But Islamic Iran is only part of the story. The Jewish community of Iran is one of the oldest of the diaspora. Its modern representatives claim a direct link with the Jews released from their Babylonian captors by Kurosh - the Achaemenid King Cyrus - in 539 BC. Purim itself commemorates the events described in the book of Esther, the story of the Persian Queen - herself a Jew - who persuaded her husband, Ahasuerus not to carry out his minister Haman’s plan to have the Jewish population of the empire murdered.
This is ancient history of course, but Jews have played their part in Iranian society for many centuries and to some extent still do. Outside the country, particularly in the US and Israel, Iranian Jews form a distinct and vocal group. Here’s something you might not have realised: the president of Israel between 2000 and 2007 was Iranian-born.

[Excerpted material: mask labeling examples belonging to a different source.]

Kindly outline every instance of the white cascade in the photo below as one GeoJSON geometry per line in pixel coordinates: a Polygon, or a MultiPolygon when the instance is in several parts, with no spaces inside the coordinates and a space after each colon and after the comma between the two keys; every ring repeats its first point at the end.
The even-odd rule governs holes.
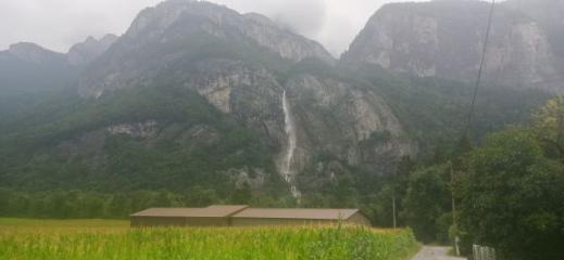
{"type": "Polygon", "coordinates": [[[281,166],[281,174],[284,180],[290,184],[290,192],[294,198],[300,198],[301,193],[296,186],[296,172],[292,170],[293,155],[297,147],[297,133],[293,118],[291,116],[291,109],[286,96],[286,90],[283,93],[283,109],[284,109],[284,123],[286,134],[288,135],[288,144],[286,147],[286,154],[281,166]]]}

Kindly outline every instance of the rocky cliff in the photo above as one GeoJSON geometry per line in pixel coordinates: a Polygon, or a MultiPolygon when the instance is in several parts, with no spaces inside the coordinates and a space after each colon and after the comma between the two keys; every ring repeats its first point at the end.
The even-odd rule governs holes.
{"type": "Polygon", "coordinates": [[[330,70],[335,61],[318,43],[265,16],[175,0],[142,11],[88,67],[79,90],[87,99],[163,82],[193,90],[276,147],[272,159],[294,195],[297,178],[313,176],[311,169],[323,173],[333,165],[327,180],[350,166],[384,174],[414,153],[373,89],[299,68],[303,64],[330,70]],[[328,159],[319,161],[322,154],[328,159]]]}
{"type": "Polygon", "coordinates": [[[68,63],[73,66],[85,66],[98,58],[115,41],[117,36],[105,35],[100,39],[88,37],[84,42],[74,44],[66,53],[68,63]]]}
{"type": "MultiPolygon", "coordinates": [[[[485,80],[514,88],[564,90],[562,61],[555,55],[550,32],[539,20],[506,8],[511,2],[496,8],[485,80]]],[[[418,77],[472,82],[477,77],[489,8],[487,2],[466,0],[385,5],[342,60],[418,77]]]]}

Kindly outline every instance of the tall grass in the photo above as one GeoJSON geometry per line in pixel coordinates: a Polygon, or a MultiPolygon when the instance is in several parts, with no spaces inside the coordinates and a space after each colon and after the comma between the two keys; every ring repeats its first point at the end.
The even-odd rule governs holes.
{"type": "Polygon", "coordinates": [[[405,259],[409,230],[301,227],[37,227],[0,224],[0,259],[326,260],[405,259]]]}

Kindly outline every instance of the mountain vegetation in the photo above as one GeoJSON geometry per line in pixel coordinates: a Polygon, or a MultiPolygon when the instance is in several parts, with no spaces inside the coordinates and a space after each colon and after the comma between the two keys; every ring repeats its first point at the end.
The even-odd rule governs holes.
{"type": "Polygon", "coordinates": [[[561,259],[562,20],[542,1],[500,5],[475,107],[479,1],[386,5],[340,61],[262,15],[187,0],[68,53],[14,44],[0,52],[0,216],[355,207],[466,253],[561,259]]]}

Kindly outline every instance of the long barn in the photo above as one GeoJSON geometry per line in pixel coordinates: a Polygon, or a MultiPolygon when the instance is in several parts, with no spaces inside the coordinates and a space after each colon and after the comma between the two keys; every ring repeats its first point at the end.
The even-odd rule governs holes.
{"type": "Polygon", "coordinates": [[[369,226],[359,209],[276,209],[245,205],[150,208],[130,216],[131,226],[253,226],[344,223],[369,226]]]}

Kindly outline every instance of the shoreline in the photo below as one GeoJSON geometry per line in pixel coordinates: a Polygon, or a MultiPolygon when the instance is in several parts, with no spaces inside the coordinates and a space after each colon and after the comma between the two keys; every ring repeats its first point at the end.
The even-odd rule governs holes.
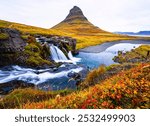
{"type": "Polygon", "coordinates": [[[112,42],[106,42],[102,43],[100,45],[96,46],[89,46],[83,49],[80,49],[79,52],[84,53],[100,53],[105,51],[107,48],[120,43],[129,43],[129,44],[150,44],[150,40],[120,40],[120,41],[112,41],[112,42]]]}

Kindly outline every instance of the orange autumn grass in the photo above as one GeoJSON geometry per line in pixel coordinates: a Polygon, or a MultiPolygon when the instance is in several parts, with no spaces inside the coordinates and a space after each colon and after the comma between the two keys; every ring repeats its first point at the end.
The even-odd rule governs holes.
{"type": "Polygon", "coordinates": [[[24,109],[130,109],[150,108],[150,64],[122,71],[102,83],[67,96],[42,102],[28,102],[24,109]]]}

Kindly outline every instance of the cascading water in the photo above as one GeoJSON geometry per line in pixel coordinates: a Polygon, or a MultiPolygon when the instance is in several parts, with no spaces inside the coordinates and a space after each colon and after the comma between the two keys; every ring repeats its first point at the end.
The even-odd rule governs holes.
{"type": "Polygon", "coordinates": [[[68,60],[65,54],[57,46],[51,45],[50,51],[51,51],[52,59],[55,62],[65,62],[68,60]]]}
{"type": "Polygon", "coordinates": [[[50,45],[50,51],[51,51],[52,59],[55,62],[69,62],[75,64],[76,62],[80,61],[80,58],[73,57],[71,51],[69,51],[68,53],[68,57],[69,57],[68,59],[57,46],[50,45]]]}

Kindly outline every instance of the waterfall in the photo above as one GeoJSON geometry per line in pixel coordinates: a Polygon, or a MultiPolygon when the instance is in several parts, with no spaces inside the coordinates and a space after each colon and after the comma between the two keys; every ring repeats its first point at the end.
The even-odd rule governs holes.
{"type": "Polygon", "coordinates": [[[50,51],[51,51],[52,59],[55,62],[65,62],[65,61],[68,61],[68,59],[65,56],[65,54],[57,46],[51,45],[50,46],[50,51]]]}
{"type": "Polygon", "coordinates": [[[73,62],[80,62],[80,60],[81,60],[80,58],[73,57],[71,51],[69,51],[68,57],[69,57],[69,59],[70,59],[71,61],[73,61],[73,62]]]}
{"type": "Polygon", "coordinates": [[[57,46],[50,45],[50,51],[51,51],[52,59],[55,62],[69,62],[69,63],[76,64],[76,62],[80,61],[80,58],[73,57],[71,51],[69,51],[68,53],[68,57],[69,57],[68,59],[57,46]]]}

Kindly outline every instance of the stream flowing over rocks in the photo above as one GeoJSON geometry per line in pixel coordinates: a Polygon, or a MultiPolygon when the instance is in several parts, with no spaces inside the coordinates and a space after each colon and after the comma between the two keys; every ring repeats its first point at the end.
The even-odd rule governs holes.
{"type": "MultiPolygon", "coordinates": [[[[30,67],[22,62],[27,60],[26,55],[22,55],[22,51],[29,45],[27,40],[22,39],[21,34],[14,29],[1,29],[1,32],[7,34],[8,38],[0,40],[0,94],[26,87],[42,90],[76,89],[85,78],[87,68],[77,65],[81,59],[73,56],[78,54],[75,39],[35,35],[37,44],[49,49],[47,60],[53,65],[30,67]]],[[[37,47],[30,50],[33,53],[38,51],[37,47]]]]}

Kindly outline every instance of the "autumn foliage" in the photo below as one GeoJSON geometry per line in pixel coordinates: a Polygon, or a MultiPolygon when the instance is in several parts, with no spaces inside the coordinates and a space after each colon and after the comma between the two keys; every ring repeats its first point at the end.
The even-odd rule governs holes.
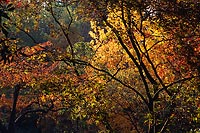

Christianity has a shorter but equally fascinating history in Iran, where it is most strongly associated with the Armenian ethnic minority. In the 17th century, displaced by Iran’s wars against the Ottomans, thousands of Armenians settled in Isfahan, where their descendants still live. The magnificent Vank cathedral, which has a mosque-like dome decorated with paintings of cherubs and angels, is a striking and unexpected testament to their faith. Isfahan was also a focus for Iran’s small Anglican community for much of the 20th century, led from by 1961 the Iranian Bishop Hassan Dehqani-Tafti. Seen as closely allied to British and American interests, however, it did not survive the revolution. The Bishop, who was shot at and whose son was murdered, left the country soon afterwards and spent the rest of his life in England.